Begitu pun bila ada kata-kata "I Love You" pada HP pasangan, tetap tak bisa dilihat buktinya secara kasat mata. "Karena pasangan kita pun tak bertemu langsung atau membaca ekspresi wajah, dan lainnya. Sementara orang mengatakan 'I love you' itu, kan, perlu penegasan yang tak sekadar kata-kata, dia harus bisa mengekspresikannya, apakah dengan cara bicaranya yang halus, bahasa tubuhnya, atau sikapnya yang mengayomi. Semua itu, kan, tak terbaca pada SMS. Hanya sampai tahap gombal saja. Jadi mungkin masih sah saja, tak ada bukti kalau mereka ada apa-apa."
Lain hal kalau kemudian dari SMS itu ditindaklanjuti dengan bentuk-bentuk perhatian, semisal sering janji bertemu dan lainnya, hingga hubungan pun jadi berlanjut. "Nah, kalau sudah demikian, bisa saja jadi mengembangkan hubungan yang mengarah pada selingkuh. Selanjutnya, SMS hanya untuk memperkaya hubungan itu." Jadi, ingat Enny, SMS itu bukan sebagai penyebab selingkuh tapi hanya sekadar ajang komunikasi. "Untuk sampai terjadi selingkuh itu, kan, tergantung orangnya. Mungkin ada yang memang punya riwayat seperti itu, bisa saja terjadi."
Namun demikian, bila memang suami/istri merasa curiga karena isi SMS yang dianggap serius, maka bisa ditanyakan pada pasangannya, "Apa maksudnya ini dan arahnya ke mana?" Kalau si pasangan mengatakan cuma iseng, tapi bagaimanapun juga ada batas-batas yang tak boleh dilanggar, yaitu tak boleh terlalu berani atau terlalu vulgar. "Karena itu merupakan suatu ketidakpantasan, yang mana harusnya kalimat-kalimat mesra itu disampaikan hanya kepada pasangan masing-masing."

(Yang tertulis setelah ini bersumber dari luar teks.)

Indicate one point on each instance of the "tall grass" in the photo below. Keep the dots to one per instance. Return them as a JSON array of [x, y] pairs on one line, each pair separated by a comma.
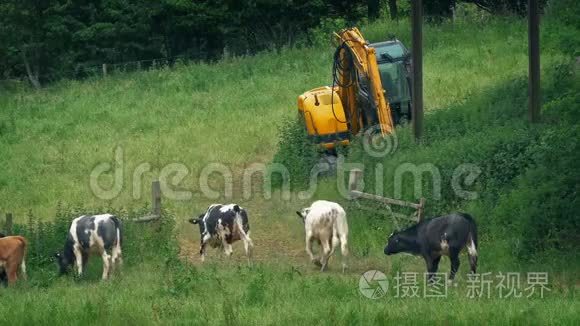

SEBAIKNYA SALING MENGINGATKAN
Bila SMS itu dari kacamata suami/istri jadi tak etis atau tidak dalam adab yang bagus, tentunya masing-masing harus saling mengingatkan pasangannya bahwa SMS itu bisa menimbulkan interpretasi yang macam-macam dari penerima lawan jenisnya. "Pasangannya itu sendiri pun harus tahu, dong, norma dalam etika pergaulannya. Begitupun dalam hal SMS." Tegas Enny, pokoknya kembali lagi harus sadar diri pada fungsi, tujuan, dan kebutuhan apa yang harus dilakukan dengan SMS.
Sebaiknya suami/istri juga bisa minta pada pasangannya untuk tidak meladeni atau membalas SMS yang tak terlalu perlu. "Kalau sekadar memberi informasi bisa saja dengan menanggapinya singkat, hanya mengirimkan ucapan terima kasih atau thanks saja sudah cukup." Kalau ternyata si pengirim terus mengirim SMS mesra alias pasangan merasa diteror SMS mesra oleh pengirim yang sama, bisa saja kemudian ganti nomor telepon atau tidak menerima nomor-nomor tertentu.
Pengirimnya, kalau ia memang peka, tutur Enny, tentunya tahu jika SMS-nya tak ditanggapi, sebetulnya ada pesan suatu penolakan atau tak mau membalas SMS dan di-SMS, apa pun alasannya. "Dengan begitu sebetulnya suatu message bahwa dia tak mau terlibat dengan SMS itu. Yang mengirim juga harusnya punya kewajiban untuk membuat SMS yang tak menimbulkan interpretasi menyimpang ke mana-mana bagi si penerimanya."
Bila kemudian kejadian dari SMS tersebut, orang yang sering mengirim SMS ingin membuat clear dengan pasangan si penerima SMS misal, maka sebaiknya tak perlu ditanggapi pula.
Ada baiknya juga, kalau suami/istri mendapatkan hal itu dari orang lain, sebaiknya dihapus saja. "Kalau dia memang tak ada apa-apa dengan pengirim SMS, tentunya dia pun akan bersikap terbuka pada pasangannya. Tapi sebenarnya dalam hal ini, persoalannya itu bukan pada masalah SMS-nya tapi pada perilaku orangnya. Jadi, agar tak sampai menimbulkan perkara dan memicu pertengkaran, sebaiknya hapus saja berita-berita yang tak diperlukan. Juga tak meladeni atau menanggapi kembali berita-berita yang tak perlu." Lebih aman begitu, kan, Bu-Pak.